6. An on-board transponder antenna for a rail inspection vehicle according to claim 5, wherein: three second metallized through holes (10) are formed at two ends of the transponder antenna (5), the second metallized through holes (10) penetrate through the transponder antenna (5) and the substrate (1), the upper ends of the two second metallized through holes (10) at the left side are connected with the shell of the second coaxial connector (7) through bonding pads, and the lower ends of the two second metallized through holes are connected with the bonding pads at the back of the substrate (1); the upper end of a second metallized via hole (10) positioned on the right side is connected with the inner conductor of the second coaxial connector (7) through a bonding pad (8), and the lower end of the second metallized via hole is connected with the bonding pad (8) on the back of the substrate (1).

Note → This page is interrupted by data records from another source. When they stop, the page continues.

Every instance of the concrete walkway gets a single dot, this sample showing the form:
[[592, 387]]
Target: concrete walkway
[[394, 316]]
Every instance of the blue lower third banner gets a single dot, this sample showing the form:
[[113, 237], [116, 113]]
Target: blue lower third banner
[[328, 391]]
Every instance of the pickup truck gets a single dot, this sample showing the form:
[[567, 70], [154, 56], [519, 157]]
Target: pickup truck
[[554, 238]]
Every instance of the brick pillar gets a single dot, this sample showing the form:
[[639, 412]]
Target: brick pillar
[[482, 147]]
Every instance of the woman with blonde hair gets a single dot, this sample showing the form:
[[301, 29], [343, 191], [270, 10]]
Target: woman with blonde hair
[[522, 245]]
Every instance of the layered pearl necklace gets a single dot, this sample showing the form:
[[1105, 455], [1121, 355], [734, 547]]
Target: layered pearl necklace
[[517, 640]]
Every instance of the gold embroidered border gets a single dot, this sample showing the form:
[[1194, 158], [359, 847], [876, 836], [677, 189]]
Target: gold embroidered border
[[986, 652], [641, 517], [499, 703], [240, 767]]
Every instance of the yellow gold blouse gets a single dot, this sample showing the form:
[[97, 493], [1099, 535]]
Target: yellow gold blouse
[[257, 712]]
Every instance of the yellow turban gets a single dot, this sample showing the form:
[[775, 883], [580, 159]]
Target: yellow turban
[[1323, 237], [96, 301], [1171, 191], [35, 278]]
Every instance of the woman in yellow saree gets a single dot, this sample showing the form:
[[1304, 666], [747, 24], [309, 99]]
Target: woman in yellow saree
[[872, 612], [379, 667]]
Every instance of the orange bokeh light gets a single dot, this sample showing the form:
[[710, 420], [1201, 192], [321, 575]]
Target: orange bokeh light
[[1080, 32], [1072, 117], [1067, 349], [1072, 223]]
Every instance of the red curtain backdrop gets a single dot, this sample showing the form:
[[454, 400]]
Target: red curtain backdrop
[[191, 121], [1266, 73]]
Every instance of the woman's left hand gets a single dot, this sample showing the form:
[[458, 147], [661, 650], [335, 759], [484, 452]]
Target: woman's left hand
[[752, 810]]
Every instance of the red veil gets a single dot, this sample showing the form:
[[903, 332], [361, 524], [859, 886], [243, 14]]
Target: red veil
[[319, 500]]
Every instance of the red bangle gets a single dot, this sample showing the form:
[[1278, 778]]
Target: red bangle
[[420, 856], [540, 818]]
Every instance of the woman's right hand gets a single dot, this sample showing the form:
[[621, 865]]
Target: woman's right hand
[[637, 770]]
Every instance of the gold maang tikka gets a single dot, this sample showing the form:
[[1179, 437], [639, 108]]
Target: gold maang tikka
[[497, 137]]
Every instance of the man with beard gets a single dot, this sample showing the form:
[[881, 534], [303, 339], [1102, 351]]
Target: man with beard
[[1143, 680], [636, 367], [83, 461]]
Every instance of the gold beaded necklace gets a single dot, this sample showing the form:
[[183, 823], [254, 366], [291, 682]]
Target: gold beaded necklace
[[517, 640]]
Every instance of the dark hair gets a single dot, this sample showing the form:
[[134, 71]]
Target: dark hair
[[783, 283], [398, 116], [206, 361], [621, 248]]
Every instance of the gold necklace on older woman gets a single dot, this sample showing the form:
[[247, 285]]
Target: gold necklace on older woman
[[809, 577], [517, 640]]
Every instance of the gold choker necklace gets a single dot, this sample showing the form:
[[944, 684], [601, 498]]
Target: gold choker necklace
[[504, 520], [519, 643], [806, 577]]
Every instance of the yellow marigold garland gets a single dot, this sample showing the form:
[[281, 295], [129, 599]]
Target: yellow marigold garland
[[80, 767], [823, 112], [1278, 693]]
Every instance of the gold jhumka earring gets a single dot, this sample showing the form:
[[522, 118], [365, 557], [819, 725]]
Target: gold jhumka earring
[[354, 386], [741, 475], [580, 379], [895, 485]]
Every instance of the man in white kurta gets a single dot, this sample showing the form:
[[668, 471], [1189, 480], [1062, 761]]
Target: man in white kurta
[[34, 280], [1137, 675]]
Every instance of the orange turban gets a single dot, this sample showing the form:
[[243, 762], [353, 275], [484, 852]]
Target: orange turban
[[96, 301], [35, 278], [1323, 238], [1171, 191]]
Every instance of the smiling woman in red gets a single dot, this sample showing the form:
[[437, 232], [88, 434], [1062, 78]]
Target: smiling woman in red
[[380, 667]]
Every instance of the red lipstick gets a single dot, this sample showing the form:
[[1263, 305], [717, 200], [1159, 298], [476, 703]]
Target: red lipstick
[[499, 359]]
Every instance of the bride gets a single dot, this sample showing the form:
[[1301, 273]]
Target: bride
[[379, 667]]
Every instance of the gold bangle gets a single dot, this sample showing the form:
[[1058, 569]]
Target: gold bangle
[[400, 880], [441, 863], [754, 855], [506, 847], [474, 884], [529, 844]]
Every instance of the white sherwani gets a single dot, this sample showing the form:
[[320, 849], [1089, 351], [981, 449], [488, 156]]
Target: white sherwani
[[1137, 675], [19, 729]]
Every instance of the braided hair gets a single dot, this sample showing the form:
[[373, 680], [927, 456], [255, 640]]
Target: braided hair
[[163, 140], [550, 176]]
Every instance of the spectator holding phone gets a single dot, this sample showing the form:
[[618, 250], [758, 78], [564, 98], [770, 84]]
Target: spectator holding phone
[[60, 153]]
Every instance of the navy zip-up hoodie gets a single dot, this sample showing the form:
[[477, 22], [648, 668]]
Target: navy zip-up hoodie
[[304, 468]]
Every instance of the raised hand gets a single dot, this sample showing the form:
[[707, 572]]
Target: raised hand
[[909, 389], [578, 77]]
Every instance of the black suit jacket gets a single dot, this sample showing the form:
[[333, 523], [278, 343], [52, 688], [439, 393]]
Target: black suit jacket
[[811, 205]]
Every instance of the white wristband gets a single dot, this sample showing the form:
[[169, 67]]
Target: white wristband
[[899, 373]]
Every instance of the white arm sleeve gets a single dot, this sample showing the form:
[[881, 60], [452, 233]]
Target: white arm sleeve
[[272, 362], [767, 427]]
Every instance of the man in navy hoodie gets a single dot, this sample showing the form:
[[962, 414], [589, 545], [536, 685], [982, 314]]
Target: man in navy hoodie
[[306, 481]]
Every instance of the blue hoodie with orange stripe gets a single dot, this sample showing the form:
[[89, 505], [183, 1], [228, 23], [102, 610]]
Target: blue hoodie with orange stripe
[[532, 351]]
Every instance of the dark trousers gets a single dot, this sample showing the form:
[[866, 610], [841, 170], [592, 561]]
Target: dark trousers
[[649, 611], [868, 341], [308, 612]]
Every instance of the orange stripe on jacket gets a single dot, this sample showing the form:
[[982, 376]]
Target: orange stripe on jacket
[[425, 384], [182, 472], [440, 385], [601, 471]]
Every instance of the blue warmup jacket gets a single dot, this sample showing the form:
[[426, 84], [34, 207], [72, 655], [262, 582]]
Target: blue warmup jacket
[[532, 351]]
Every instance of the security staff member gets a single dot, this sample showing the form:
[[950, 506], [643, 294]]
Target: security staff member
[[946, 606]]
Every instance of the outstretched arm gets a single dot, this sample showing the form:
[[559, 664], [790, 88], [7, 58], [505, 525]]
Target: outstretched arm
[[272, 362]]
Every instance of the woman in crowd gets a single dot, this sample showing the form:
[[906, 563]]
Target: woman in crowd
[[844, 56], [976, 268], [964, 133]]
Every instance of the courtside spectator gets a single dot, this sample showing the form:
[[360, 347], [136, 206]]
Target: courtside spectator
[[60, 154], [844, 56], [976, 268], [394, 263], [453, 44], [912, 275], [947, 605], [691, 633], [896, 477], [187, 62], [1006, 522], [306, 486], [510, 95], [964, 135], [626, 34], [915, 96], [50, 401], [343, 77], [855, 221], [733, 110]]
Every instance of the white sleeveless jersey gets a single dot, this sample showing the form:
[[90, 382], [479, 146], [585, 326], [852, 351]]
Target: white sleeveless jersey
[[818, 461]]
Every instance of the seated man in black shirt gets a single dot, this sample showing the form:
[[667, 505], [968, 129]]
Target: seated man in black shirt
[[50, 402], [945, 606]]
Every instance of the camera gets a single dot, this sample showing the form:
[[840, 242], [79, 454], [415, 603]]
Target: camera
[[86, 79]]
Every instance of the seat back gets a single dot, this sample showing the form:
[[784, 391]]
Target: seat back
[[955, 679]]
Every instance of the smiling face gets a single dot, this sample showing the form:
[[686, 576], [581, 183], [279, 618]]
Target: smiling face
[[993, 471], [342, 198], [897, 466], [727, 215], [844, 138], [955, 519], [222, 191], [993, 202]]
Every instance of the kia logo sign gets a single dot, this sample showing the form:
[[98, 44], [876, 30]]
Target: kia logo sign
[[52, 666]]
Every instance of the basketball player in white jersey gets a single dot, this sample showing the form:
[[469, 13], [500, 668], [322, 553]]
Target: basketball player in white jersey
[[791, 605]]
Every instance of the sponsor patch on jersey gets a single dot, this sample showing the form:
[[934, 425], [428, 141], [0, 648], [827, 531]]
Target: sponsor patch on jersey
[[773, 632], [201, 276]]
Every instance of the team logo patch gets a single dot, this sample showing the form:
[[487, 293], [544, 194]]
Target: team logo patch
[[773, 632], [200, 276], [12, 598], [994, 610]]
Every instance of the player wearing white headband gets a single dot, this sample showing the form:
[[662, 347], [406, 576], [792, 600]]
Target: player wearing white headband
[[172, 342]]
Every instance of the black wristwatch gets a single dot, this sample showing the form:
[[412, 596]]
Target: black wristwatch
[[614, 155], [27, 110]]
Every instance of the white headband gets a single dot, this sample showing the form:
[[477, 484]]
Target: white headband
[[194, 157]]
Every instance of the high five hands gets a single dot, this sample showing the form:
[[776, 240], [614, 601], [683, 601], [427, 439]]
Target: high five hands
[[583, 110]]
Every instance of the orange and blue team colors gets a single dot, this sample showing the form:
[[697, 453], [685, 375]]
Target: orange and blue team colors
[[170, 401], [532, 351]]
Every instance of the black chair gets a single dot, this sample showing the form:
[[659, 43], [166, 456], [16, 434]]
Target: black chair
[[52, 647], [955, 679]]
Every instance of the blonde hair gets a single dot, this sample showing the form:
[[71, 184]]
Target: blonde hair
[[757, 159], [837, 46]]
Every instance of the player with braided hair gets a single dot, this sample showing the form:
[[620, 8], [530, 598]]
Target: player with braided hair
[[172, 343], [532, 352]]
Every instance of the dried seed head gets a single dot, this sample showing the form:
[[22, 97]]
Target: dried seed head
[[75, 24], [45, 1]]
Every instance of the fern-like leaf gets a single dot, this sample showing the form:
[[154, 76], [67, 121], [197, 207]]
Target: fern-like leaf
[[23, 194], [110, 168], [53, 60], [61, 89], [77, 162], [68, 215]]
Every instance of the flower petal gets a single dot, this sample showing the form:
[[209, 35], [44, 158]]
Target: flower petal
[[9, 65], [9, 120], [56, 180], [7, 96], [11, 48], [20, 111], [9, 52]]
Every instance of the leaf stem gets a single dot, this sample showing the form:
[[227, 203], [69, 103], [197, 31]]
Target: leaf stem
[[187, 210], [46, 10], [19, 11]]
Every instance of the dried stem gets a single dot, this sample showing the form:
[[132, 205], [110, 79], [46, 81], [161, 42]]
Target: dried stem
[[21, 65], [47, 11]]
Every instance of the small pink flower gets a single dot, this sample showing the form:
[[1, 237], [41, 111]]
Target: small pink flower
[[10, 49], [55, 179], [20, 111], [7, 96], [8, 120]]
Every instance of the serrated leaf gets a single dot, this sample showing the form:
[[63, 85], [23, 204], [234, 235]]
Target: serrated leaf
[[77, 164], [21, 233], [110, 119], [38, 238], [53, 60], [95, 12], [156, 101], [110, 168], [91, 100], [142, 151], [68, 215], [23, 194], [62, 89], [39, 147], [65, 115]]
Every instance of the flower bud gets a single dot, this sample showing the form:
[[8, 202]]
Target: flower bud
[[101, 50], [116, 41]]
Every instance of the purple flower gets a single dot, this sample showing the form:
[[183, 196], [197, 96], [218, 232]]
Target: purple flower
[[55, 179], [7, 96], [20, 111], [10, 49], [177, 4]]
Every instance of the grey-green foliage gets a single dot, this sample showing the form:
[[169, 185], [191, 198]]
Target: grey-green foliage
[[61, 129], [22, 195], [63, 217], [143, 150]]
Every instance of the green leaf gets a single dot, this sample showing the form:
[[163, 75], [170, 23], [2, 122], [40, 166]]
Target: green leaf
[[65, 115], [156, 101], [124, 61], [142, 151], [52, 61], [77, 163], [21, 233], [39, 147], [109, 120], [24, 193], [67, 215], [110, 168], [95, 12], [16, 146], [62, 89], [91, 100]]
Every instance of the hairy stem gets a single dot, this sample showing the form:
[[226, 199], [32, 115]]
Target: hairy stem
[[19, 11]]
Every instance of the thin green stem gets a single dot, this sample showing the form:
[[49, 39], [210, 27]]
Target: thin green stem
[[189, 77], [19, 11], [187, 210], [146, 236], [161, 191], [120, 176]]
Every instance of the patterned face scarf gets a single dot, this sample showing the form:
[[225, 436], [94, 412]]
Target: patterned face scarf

7. An on-board transponder antenna for a rail inspection vehicle according to claim 5 or 6, wherein: the diameters of the first metallized via hole (9) and the second metallized via hole (10) are 1.6mm.

8. An on-board transponder antenna for a rail inspection vehicle as set forth in claim 1, wherein: the BTM antenna adjusting circuit (3) comprises a capacitor C1, one end of the capacitor C1 is one wiring end of the BTM antenna adjusting circuit (3), the other end of the capacitor C1 is connected with one end of a resistor R1, the other end of the resistor R1 is divided into two paths, the first path is connected with one end of a capacitor C2, the second path is connected with one end of the capacitor C3, and the other end of the capacitor C2 is connected with the other end of the capacitor C3 to form the other wiring end of the BTM antenna adjusting circuit (3).

9. An on-board transponder antenna for a rail inspection vehicle as set forth in claim 1, wherein: the transponder antenna adjusting circuit (6) comprises a capacitor C4, one end of the capacitor C4 is one wiring end of the transponder antenna adjusting circuit, the other end of the capacitor C4 is connected with one end of a capacitor C5 through a resistor R2, and the other end of the capacitor C5 is the other connecting end of the transponder antenna adjusting circuit (6).

10. An on-board transponder antenna for a rail inspection vehicle as claimed in claim 8 or 9, wherein: the electronic components in the BTM antenna adjusting circuit (3) and the electronic components in the transponder antenna adjusting circuit (6) are packaged by 0805.